I've added a --group groupname command line option that enables support for heterogeneous environments by creating multiple named groups of internally homogeneous certificate lineages.
Within each group, all certificate lineages must have the same type of key, and the same authentication and installation methods. But it's no longer the case that all certificate lineages must have these properties be the same.
It might be slightly annoying that each group needs to share all of these properties. For example, it might have been nicer to be able to decouple the choice of key type from the choice of authentication and installation methods, but this implementation is very simple and low-risk (so I like it). It's done by having a separate configuration file for each group. The only downside is that you might need to specify the same authentication and installation details multiple times, once for each key type. But this only needs to be done once per group, not all the time, so it shouldn't be too onerous.
Regarding the request for a script hook to handle remote services, I have added support for the reload subcommand (and add-reload, del-reload, and show-reload) so you can supply an absolute path to an executable file (no spaces), rather than a service name recognized by the local operating system.

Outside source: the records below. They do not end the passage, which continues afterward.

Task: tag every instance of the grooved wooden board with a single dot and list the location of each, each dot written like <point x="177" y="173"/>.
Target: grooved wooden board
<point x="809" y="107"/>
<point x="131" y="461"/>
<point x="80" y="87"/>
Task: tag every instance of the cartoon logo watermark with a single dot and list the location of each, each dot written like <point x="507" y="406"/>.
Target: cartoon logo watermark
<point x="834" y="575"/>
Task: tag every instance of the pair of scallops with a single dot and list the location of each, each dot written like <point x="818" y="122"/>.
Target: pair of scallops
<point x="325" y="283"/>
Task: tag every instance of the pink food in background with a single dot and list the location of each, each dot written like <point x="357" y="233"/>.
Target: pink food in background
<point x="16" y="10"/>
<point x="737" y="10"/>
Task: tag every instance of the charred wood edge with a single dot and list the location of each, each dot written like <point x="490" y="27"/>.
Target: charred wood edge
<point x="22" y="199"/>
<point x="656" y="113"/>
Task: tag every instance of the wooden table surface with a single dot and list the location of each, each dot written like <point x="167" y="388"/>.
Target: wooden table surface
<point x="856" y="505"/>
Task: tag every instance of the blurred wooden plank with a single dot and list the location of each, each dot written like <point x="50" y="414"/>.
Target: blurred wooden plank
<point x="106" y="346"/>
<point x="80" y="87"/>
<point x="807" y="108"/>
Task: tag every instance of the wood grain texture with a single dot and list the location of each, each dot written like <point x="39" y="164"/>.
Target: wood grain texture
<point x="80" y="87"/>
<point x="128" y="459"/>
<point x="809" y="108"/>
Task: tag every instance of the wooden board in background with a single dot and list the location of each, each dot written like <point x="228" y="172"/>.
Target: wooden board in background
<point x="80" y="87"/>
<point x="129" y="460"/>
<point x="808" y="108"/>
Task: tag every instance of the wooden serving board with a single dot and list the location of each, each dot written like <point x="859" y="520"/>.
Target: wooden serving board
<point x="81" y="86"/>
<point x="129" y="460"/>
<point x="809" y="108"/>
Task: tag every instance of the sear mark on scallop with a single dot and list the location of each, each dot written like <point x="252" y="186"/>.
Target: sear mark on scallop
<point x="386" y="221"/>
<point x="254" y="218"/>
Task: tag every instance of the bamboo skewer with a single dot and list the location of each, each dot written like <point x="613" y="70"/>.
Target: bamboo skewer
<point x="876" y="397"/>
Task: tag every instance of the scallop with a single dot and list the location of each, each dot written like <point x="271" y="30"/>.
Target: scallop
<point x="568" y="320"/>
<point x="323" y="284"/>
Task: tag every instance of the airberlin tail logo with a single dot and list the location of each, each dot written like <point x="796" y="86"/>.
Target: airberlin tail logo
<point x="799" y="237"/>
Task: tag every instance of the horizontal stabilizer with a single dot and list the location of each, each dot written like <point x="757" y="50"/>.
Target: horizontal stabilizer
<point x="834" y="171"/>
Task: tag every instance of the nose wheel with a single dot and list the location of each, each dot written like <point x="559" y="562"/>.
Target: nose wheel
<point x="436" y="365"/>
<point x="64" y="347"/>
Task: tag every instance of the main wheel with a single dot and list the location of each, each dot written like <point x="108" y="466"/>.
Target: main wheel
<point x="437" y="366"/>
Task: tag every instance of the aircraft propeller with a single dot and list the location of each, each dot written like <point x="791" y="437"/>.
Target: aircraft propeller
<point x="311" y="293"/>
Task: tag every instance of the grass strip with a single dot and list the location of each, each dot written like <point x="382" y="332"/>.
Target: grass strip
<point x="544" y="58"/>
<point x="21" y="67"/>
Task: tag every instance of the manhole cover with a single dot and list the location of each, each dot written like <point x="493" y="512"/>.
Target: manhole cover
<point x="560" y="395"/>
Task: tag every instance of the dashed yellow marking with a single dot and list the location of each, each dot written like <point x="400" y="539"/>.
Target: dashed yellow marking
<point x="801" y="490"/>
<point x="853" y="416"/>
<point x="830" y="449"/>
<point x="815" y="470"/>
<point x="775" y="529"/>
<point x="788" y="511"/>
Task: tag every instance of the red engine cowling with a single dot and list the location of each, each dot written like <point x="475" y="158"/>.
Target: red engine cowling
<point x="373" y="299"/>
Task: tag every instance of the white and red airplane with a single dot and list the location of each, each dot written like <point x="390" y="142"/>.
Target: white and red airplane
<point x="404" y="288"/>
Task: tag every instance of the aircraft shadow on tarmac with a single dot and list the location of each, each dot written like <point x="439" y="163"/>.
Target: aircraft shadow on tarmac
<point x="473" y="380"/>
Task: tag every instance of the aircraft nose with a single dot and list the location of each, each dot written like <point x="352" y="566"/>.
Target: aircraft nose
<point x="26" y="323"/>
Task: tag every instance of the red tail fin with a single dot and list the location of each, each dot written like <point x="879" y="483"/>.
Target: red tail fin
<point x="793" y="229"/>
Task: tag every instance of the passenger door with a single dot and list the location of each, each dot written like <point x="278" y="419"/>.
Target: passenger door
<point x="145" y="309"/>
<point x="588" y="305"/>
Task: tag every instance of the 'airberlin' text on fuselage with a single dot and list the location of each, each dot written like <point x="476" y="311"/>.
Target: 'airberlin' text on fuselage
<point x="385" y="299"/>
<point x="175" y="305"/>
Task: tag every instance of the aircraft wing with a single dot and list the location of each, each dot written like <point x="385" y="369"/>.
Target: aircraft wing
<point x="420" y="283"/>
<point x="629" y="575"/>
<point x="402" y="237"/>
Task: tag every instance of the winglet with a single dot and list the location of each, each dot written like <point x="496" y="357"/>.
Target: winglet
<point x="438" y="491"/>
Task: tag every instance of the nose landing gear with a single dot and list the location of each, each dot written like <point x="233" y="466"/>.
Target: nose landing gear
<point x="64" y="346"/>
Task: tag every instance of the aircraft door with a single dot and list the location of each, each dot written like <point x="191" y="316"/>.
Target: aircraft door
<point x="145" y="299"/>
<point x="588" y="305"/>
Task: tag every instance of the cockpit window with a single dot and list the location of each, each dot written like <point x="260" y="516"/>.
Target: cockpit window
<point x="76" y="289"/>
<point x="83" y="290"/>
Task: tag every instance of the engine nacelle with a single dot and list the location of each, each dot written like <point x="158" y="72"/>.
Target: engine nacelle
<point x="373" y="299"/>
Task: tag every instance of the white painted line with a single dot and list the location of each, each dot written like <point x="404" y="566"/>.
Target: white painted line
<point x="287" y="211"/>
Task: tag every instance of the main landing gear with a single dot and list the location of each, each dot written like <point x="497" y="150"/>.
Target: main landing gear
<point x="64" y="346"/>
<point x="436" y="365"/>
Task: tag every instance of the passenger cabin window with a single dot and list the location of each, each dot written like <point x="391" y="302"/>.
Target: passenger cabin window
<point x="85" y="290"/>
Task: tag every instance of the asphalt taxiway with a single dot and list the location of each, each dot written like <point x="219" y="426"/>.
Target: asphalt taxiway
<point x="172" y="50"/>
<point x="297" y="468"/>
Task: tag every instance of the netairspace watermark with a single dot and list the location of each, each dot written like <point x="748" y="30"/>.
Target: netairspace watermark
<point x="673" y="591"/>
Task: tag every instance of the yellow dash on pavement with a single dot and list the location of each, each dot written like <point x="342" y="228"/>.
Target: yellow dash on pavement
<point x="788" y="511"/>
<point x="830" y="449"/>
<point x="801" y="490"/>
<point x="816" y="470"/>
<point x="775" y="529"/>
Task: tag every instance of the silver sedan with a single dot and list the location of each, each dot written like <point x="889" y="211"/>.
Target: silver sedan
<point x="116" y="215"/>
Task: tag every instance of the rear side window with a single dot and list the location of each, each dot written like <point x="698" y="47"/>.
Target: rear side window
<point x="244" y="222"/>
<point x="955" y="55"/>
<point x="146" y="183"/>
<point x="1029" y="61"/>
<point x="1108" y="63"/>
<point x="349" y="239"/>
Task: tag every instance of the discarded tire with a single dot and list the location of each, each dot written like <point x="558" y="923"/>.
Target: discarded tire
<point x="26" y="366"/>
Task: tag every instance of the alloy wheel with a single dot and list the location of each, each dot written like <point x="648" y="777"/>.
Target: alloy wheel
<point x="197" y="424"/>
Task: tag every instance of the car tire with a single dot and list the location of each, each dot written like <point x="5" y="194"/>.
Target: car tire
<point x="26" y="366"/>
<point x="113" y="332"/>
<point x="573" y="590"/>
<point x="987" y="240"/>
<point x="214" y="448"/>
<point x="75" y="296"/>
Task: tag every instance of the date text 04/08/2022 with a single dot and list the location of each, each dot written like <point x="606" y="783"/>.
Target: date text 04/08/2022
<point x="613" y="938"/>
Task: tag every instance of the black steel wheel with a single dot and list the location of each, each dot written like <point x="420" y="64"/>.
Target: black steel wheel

Whether the service is an absolute path or a regular service name, the $CERTNAME environment variable will be set to the certificate name. This allows a single script to handle different certificate lineages differently, rather than requiring different scripts for differently-handled certificate lineages.
When an explicit executable file is invoked by the reload subcommand, its first command line argument ($1) will be reload, and its second argument ($2) will be the certificate name being reloaded.
So, given:
danectl add-reload example.org /usr/local/sbin/danectl-reload
The command:
danectl reload example.org
Will effectively invoke:
CERTNAME=example.org /usr/local/sbin/danectl-reload reload example.com
Does this look OK?
I've just released danectl-0.8 which has this new behaviour.